Lenovo’s new Mirage Solo with Google Daydream separates “good” VR from a glorified View-Master experience because of one thing: the ability to move. No, not turn your head as though locked in a brace, but actually kneel on the floor and feel as though you just put your head underwater to get a better look at a kelp bed below.
As the first stand-alone VR headset to let you do just that, without needing a gaming PC, console, or separate doohickeys and emitters, the Mirage Solo with Google Daydream almost aces it, despite a few key letdowns. But first let’s bask in its wireless six degrees of freedom.
What is 6DOF?
The secret sauce of the Mirage Solo, and what likely raises its cost over the competition, is its six degrees of freedom (variously abbreviated 6dof, 6DoF, or 6DOF; we’ve chosen the latter). In VR, tracking accuracy is critical to maintain the illusion. In most phone-based VR, as well as Facebook’s new Oculus Go, you get 3 degrees of freedom, which means you experience VR as though your head were locked in a brace. You can look left and right, up and down, and tilt your head. But if you duck under a tree branch in a game or video, nothing happens, because your body’s movement isn’t tracked.
To achieve 6DOF, the Mirage Solo uses two front-mounted cameras and data from multiple on-board motion and acceleration sensors. Duck out of the way of the a snowball or tree branch, and the image you see in the headset reacts to your movement.
Google engineers (who helped develop the system in the Mirage Solo) told us the system is accurate down to the millimeter. Although we were skeptical, we have to say it appears to be true. We tried our hardest to make the Mirage Solo lose tracking, and it didn’t.
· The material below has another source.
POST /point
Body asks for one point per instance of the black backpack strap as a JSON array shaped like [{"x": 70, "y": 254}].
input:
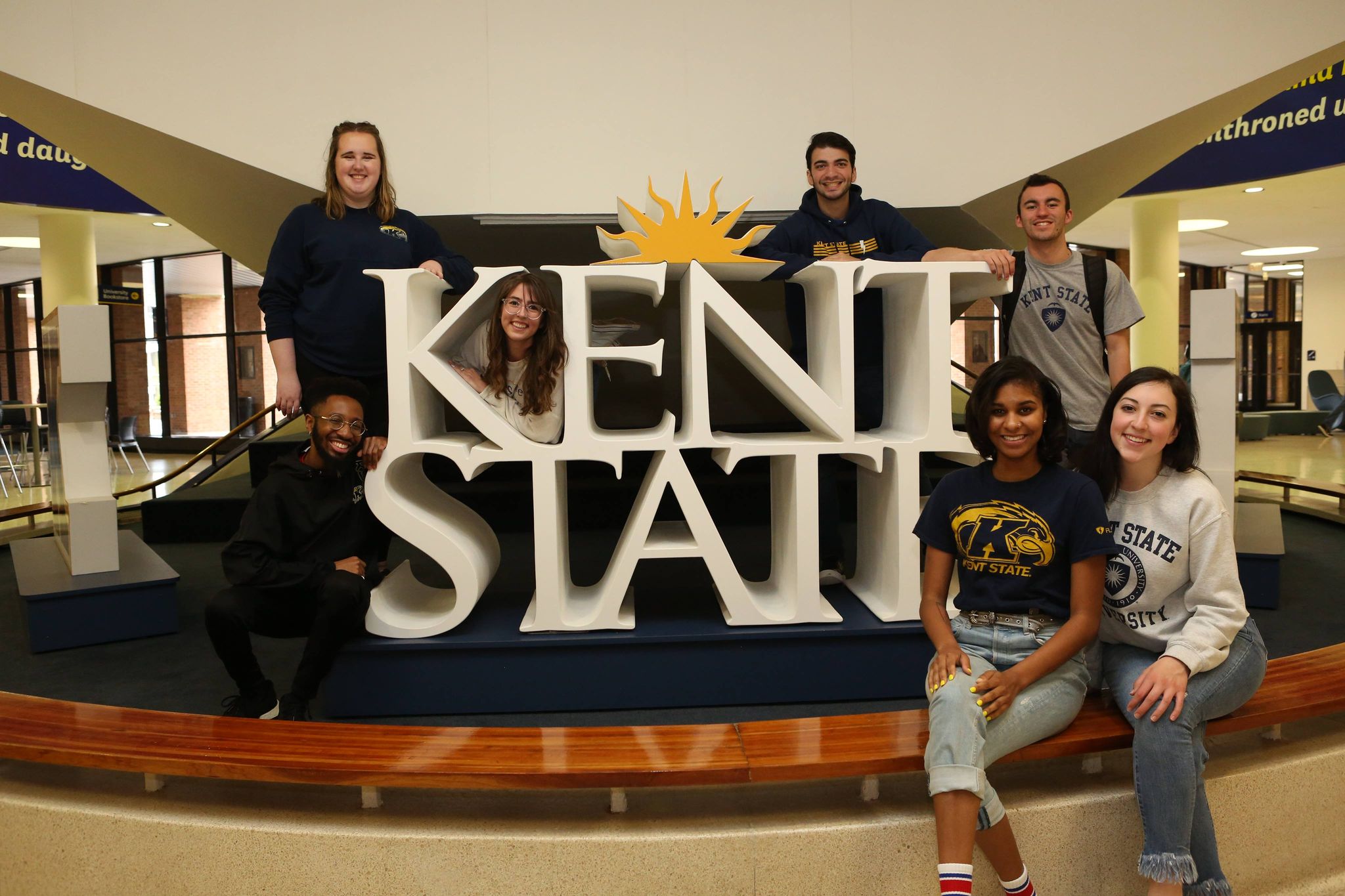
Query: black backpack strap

Cover the lenses up for a few seconds, use it in a pitch-black room or outdoors in the bright sunshine, and the Mirage Solo wouldn’t get lost. And unlike Microsoft’s HoloLens system, which takes a few seconds to scan a room before being used, the Mirage Solo system seemed to track almost instantly. We could put the system to sleep and then wake it up in a completely different setting, and it wouldn’t miss a beat.
Call it Closet Scale
With the ability to track your movement, you get about an arms’ length of space around you to maneuver for your VR adventures. While HTC and Steam have “room scale” (15 x 15-foot space) thanks to pair of emitter towers that aid tracking, the Mirage Solo is far more limited to about 5 feet in diameter. Rather than room scale, it’s more like closet scale. Move beyond the 5-feet zone and the VR image begins to vanish, so you know to return inside your safety zone.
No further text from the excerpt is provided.